Si on me l’avait dit, je ne l’aurais pas cru. Dit quoi? Que depuis un an, nos vies ressembleraient à celles de personnages de romans d’anticipation. Non sans doute pas. Que depuis un an, nous portons des masques qui cachent nos sourires, que le moindre éternuement nous rend suspect et nous ramène au rang de tueur potentiel, que les aînés sont mis sous cloche et en souffrent, qu’une embrassade est dangereuse, que nos sentiments sont sur pause.
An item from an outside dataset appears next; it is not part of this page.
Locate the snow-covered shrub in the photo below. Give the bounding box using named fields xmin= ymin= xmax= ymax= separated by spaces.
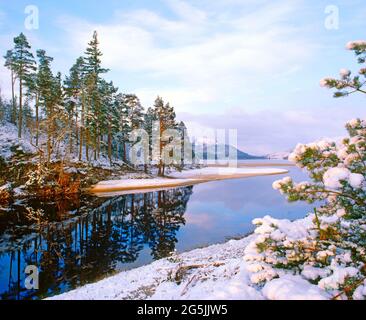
xmin=245 ymin=119 xmax=366 ymax=299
Depuis un an, la société avance au gré des annonces du gouvernement et des chiffres de l’épidémie. De semaine en semaine, de confinement en reconfinement, de couvre-feu en couvre-feu, de mutation du virus en mutation du virus… avec l’espoir d’un «rapide» retour à la normale ou si on créait un bouton «fastforward» pour zapper tout ça. «Beam me up, Scotty!» L’espoir fait vivre, paraît-il, et avec des «si», on mettrait Paris en bouteille. Les «si» forment un chapelet depuis un an et leurs prières n’ont toujours pas été exaucées. Quant à l’espérance, elle est le seul mal de la terre à ne pas être sorti de la boîte de Pandore. Trop lente, déjà à l’époque. Avec elle à nos côtés, on attend que la situation change, on croise nos doigts desquamés – entre deux coups de gel hydroalcoolique – pour ne pas tomber malade et refiler «cette saloperie» à nos proches.
Depuis un an, on fait des efforts, on supporte, on s’adapte. Depuis un an, on surfe entre les rumeurs, les fausses informations, les récupérations politiques et les avis d’experts au point, parfois, d’en avoir la nausée et de ne plus savoir quel cap suivre. Depuis un an, seuls les morts voient le bout d’un tunnel. Les vivants s’accrochent, se mettent au vélo, au yoga ou à la cuisine, adoptent un animal, se posent des questions existentielles face à leur existence ou à leur patrimoine chaque jour un peu plus érodés. Depuis un an, on apprend à vivre sans ce qu’on croyait essentiel. Il y a un an, on m’aurait dit cela, non, je ne l’aurais pas cru.